Łukasz Kurowski: "Jadąc do Radomia wiedziałem, że będzie błoto. Kiedy obejrzałem tor, byłem w szoku. Do zestawu brakowało mi maski, rurki i płetw. Widać, że pogoda spłatała figla organizatorom. Odpuściłem trening dowolny, bo szkoda mi było motocykla. Na treningu czasowym wykręciłem drugi czas. W wyścigach bardzo ważną rzeczą był dobry start. W pierwszym biegu był holeshot i do mety nie oddałem prowadzenia. Były ataki ze strony rywali, ale błoto i koleiny to znany temat z rajdów enduro.
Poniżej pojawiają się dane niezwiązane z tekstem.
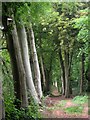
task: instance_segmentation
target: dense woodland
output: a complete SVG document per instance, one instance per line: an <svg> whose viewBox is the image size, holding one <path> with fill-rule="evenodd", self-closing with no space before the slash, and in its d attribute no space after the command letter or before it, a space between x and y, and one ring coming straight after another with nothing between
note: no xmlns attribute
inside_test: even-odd
<svg viewBox="0 0 90 120"><path fill-rule="evenodd" d="M2 3L0 119L42 118L47 95L90 92L88 11L81 2Z"/></svg>

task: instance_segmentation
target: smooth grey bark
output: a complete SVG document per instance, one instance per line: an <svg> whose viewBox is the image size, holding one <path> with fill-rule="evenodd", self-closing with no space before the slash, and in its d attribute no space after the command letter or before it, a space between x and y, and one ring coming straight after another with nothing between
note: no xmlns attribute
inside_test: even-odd
<svg viewBox="0 0 90 120"><path fill-rule="evenodd" d="M70 83L70 79L69 79L69 56L68 56L68 52L64 51L64 55L65 55L65 97L69 97L70 96L70 89L69 89L69 83Z"/></svg>
<svg viewBox="0 0 90 120"><path fill-rule="evenodd" d="M34 32L32 27L30 27L28 32L29 32L29 42L31 47L31 53L33 58L33 65L34 65L35 87L38 93L38 97L41 99L43 96L42 87L41 87L41 76L40 76L40 68L39 68L37 51L35 47Z"/></svg>
<svg viewBox="0 0 90 120"><path fill-rule="evenodd" d="M42 79L43 79L43 89L45 90L46 89L46 78L45 78L42 56L40 56L40 63L41 63L41 72L42 72Z"/></svg>
<svg viewBox="0 0 90 120"><path fill-rule="evenodd" d="M18 27L18 36L22 50L22 59L25 68L25 73L27 76L27 87L30 95L34 99L35 103L39 103L39 98L33 83L32 72L31 72L31 65L29 61L29 49L28 49L28 42L27 42L27 35L24 25L20 25Z"/></svg>
<svg viewBox="0 0 90 120"><path fill-rule="evenodd" d="M62 94L65 95L65 66L64 66L61 48L59 49L59 58L60 58L60 65L61 65L61 69L62 69L62 73L61 73Z"/></svg>
<svg viewBox="0 0 90 120"><path fill-rule="evenodd" d="M83 93L84 91L84 88L83 88L83 84L84 84L84 78L85 78L85 70L84 70L84 59L85 59L85 56L84 56L84 53L82 53L81 55L81 81L80 81L80 94Z"/></svg>
<svg viewBox="0 0 90 120"><path fill-rule="evenodd" d="M14 15L12 15L13 22L12 22L12 37L13 37L13 44L15 49L15 55L16 55L16 62L19 72L19 80L20 80L20 86L21 86L21 107L26 108L28 106L28 98L27 98L27 89L26 89L26 75L25 70L23 66L22 56L21 56L21 49L19 45L19 39L16 29L16 24L14 20Z"/></svg>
Drugi wyścig zostałem wypchnięty na zewnętrzną część zakrętu. Wyprzedziłem Karola Kędziersiego i jechałem za Łukaszem Lonką przez długi czas. Popełniłem błąd na odcinku błotnistym i wywróciłem się. Szybko wstałem i dojechałem jako drugi. Zawody były walką o przetrwanie, ale miło je zapamiętam."